What Will be a Good Split System to Train With?

With a good split system, you would want optimal results from your training sessions, as this will allow for better muscle build. In a typical two day split, you will start out on the first day doing the chest with its supporting muscle groups. That will be basic chest exercises that will involve the triceps and the pectorals together in one training session.

Together with that, you will do the legs or other minor exercises to complete the full workout session in one day. The following day, you will do the back muscles by doing exercises for the back muscle group and its supporting muscles. That will typically include the biceps and are all of the back and supporting minor muscles. The third day will be an off day to allow all the muscles that were involved in the training sessions, all the benefits.

These benefits will typically be the protein synthesis that will be elevated for 48 hours. After everything has returned to normal on the fourth day and you have reaped all the benefits, you can start it all over again. This way, you can allow your muscles to go through all the benefits two times a week for much better muscle growth results.
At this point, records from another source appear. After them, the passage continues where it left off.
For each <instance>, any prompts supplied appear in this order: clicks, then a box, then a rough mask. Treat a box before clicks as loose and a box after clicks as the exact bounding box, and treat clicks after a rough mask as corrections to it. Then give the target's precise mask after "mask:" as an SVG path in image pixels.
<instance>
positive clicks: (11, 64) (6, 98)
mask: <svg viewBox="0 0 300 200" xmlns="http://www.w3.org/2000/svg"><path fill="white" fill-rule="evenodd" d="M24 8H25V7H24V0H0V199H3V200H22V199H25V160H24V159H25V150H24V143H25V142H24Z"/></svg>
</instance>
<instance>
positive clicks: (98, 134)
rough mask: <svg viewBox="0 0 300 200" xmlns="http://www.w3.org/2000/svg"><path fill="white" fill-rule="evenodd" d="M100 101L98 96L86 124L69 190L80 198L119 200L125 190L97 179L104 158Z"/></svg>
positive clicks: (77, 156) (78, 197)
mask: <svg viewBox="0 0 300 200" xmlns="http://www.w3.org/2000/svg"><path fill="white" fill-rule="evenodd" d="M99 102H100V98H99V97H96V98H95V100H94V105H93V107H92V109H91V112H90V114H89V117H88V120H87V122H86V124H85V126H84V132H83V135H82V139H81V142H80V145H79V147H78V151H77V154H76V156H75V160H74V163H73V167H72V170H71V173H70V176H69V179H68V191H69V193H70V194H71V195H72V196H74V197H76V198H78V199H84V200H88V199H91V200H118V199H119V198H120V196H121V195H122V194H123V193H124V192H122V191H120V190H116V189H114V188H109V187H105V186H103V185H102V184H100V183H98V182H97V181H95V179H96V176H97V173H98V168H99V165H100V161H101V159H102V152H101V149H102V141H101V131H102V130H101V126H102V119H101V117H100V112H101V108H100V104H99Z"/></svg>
Typical Exercises for Each Group

For the back muscles and its smaller support group (the biceps), it is good to do pull down exercises using barbells. Deadlift exercises with weights are also good for the back muscle group, as well as for the biceps. The group of muscles sometimes called the push muscles includes the back muscles and its smaller supporting muscles. These support muscles would be the triceps and pectorals, as well as the shoulder muscles.
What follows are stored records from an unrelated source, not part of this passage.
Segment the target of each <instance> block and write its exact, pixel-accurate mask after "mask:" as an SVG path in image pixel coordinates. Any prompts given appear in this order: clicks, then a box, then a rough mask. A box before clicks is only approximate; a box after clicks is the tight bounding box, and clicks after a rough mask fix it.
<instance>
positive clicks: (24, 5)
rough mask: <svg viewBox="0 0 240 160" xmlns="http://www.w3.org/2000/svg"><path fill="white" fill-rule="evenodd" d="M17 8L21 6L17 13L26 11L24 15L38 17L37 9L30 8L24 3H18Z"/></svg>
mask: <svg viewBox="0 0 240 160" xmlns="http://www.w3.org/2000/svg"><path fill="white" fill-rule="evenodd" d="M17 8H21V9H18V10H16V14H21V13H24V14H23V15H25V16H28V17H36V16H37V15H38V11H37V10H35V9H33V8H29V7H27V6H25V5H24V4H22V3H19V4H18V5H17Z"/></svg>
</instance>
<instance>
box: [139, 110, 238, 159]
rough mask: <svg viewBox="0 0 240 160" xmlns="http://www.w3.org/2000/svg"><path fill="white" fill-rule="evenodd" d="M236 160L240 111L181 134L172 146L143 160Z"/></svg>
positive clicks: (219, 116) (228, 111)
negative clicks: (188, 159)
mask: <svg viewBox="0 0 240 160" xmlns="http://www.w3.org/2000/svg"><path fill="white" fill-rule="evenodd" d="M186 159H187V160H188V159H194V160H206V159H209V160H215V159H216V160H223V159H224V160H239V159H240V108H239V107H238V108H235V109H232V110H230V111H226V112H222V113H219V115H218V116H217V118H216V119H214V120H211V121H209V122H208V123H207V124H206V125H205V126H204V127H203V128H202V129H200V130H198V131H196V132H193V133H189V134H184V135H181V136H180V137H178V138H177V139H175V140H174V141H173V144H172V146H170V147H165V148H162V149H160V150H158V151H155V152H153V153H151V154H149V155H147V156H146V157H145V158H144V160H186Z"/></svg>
What will be a good exercise for this group of muscles will be chest and shoulder presses, as well as close and reverse grip bench presses. Cable crossovers can also be effectively used for the chest, or push muscle group, for great muscle build. The legs consist of a group of muscles that can all be trained together, including the hamstrings and the calves and also the glutes. In a typical training session, the legs can be trained together with one of the other muscle groups.

When you choose the two-day split, you can do the back muscles and its supporting muscles together with the legs in one session. The following day you can do the chest muscle group together with its supporting muscle groups. That way, you will cover all the muscle groups in two days, and you will be able to repeat it two times a week. This workout program will allow you optimal results for your muscles. That way, you can expect good muscle growth from your training sessions.

Conclusion

Now that you have an inkling of an idea on how to plan your training program, you can start getting ready to get that necessary training. It is always a good idea to do your training with some expert advice and better results. Speak with a professional trainer regarding your training program and, of course, the correct nutrition program for the best results based on your needs.

As you can see, it is better to have a good training program before you start building your muscles and strength. There are other splits available that can be used for more experienced bodybuilders, so feel free to explore other and maybe better options available. But if you are just starting out or are looking for some variations in your workout, try out the recommendations above to make the most of your workout.